Branding him a liar, a coward or a joker, Europe’s political class greeted Eurosceptic Boris Johnson’s appointment as Britain’s foreign minister with a chorus of dismay on Thursday.
French Foreign Minister Jean-Marc Ayrault eschewed the customary diplomatic niceties to ask how a man who had told lies as leader of the Leave campaign in last month’s British EU referendum could be a credible interlocutor.
“I am not at all worried about Boris Johnson, but … during the campaign he lied a lot to the British people and now it is he who has his back to the wall,” Ayrault told Europe 1 radio.
“I need a partner with whom I can negotiate and who is clear, credible and reliable.”
Johnson told reporters later he had received “a charming letter” from Ayrault saying how much he looked forward to working together and to deepening Anglo-French cooperation.
But he acknowledged: “After a vote like the referendum result on June 23, it is inevitable there is going to be a certain amount of plaster coming off the ceiling in the chancelleries of Europe.
“It wasn’t the result they were expecting. Clearly they are making their views known in a frank and free way.”
Johnson was accused of misleading voters by proclaiming that Britain was paying 350 million pounds ($468 million) a week to the EU that could be spent on the National Health Service. The figure did not take account of London’s budget rebate or of EU spending on public and private sector projects in the UK.
EU leaders including European Council President Donald Tusk condemned Johnson’s comparison during the campaign of the EU’s goals with those of Hitler and Napoleon.
The rambunctious former mayor of London has insulted or lampooned a series of world leaders including U.S. President Barack Obama, Turkish President Tayyip Erdogan, German Chancellor Angela Merkel and both the Democratic and Republican candidates to succeed Obama.
After the June 23 vote to leave the European Union, Johnson took time off to play cricket and abruptly dropped a widely expected bid to stand as prime minister in place of fellow Conservative David Cameron, who had campaigned to stay in.
Cameron’s successor, Theresa May, named the former mayor of London and one-time EU-bashing Brussels journalist as her foreign secretary late on Wednesday, and put another veteran Eurosceptic, David Davis, in charge of EU exit negotiations.
German Foreign Minister Frank-Walter Steinmeier said Johnson’s appointment was a clear signal that Britain intended to leave the European Union and urged May to end uncertainty and give formal notice soon of London’s intention to withdraw.

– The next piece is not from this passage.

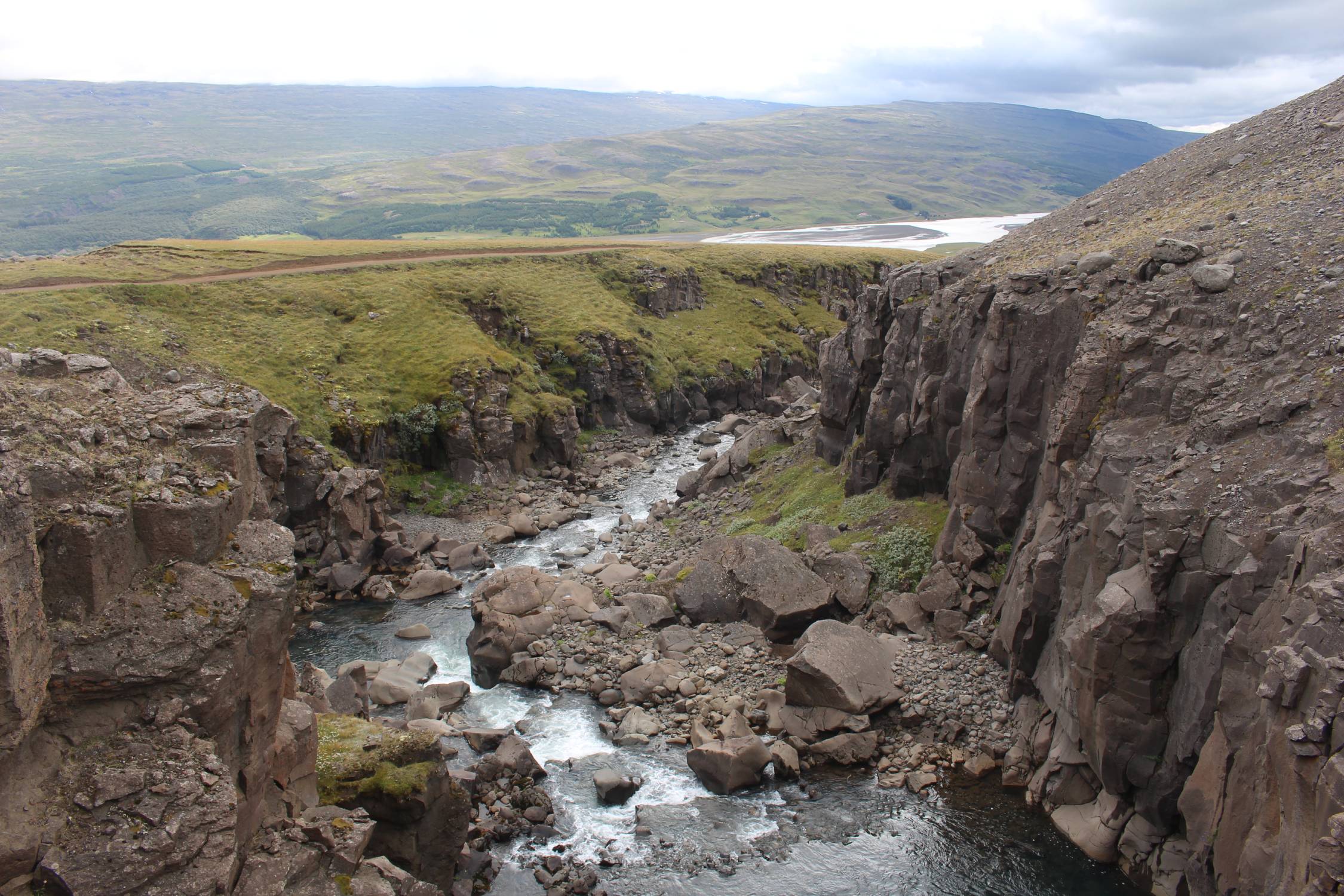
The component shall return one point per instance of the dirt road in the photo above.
(315, 266)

Merkel declined comment on Johnson’s elevation when asked on a visit to Kyrgyzstan, but Steinmeier indirectly branded him “irresponsible”.
Speaking just before Johnson was appointed, Steinmeier said: “It is bitter for Britain. People there are experiencing a rude awakening after irresponsible politicians first lured the country into Brexit then, once the decision was made, bolted and instead of taking responsibility went off to play cricket.
“I find this outrageous but it’s not just bitter for Britain. It’s also bitter for the European Union.”
Bastille day boos
Attending a Bastille Day reception at the French ambassador’s residence in London on Wednesday evening, Johnson was booed by a small section of the crowd of several hundred mostly French and British guests.
That was a foretaste of the potentially hostile reception he can expect when he attends his first EU foreign ministers’ meeting in Brussels on Monday.
EU foreign policy chief Federica Mogherini had invited ministers to an informal night-before dinner to discuss the foreign policy impact of Brexit, but diplomats said that date was now in doubt following Johnson’s nomination.
Former Belgian Prime Minister Guy Verhofstadt, now the leading federalist liberal in the European Parliament, summed up the feelings of many on the continent when he tweeted: “Clearly British humour has no borders.”
Rebecca Harms, leader of the ecologist Greens group in the EU legislature said: “At first I thought it was a joke. Now I don’t know whether to laugh or cry. But I know it’s not good when irresponsibility is rewarded in politics.”
Johnson made his name as a Daily Telegraph journalist in Brussels in 1989-94, attacking the federalist ambitions of then European Commission President Jacques Delors and lampooning EU regulation, often stretching the facts to breaking point.
“He was already a little brat back then and he hasn’t changed,” Pascal Lamy, who was Delors’ chief of staff and later head of the World Trade Organisation, said last month.
Earlier this year, Johnson won a magazine prize for a limerick depicting Erdogan cavorting with a goat, written to ridicule the Turkish leader’s efforts to have German courts punish a German satirist for insulting him.
“His negative comments on Erdogan and Turkey are unacceptable,” a senior Turkish official said. “However we’re sure of one thing, that British-Turkish relations are more important than that and can’t be hostage to these statements.
“With his new responsibilities we are expecting a more positive attitude from Mr. Johnson,” said the official of the new British minister, who had a Turkish great-grandfather.
Some of the strongest criticism came in Britain’s own media.
The left-leaning Daily Mirror tabloid splashed a picture of then mayor Johnson strapped on a zipwire at the London Olympics wearing a helmet and waving Union Jack flags.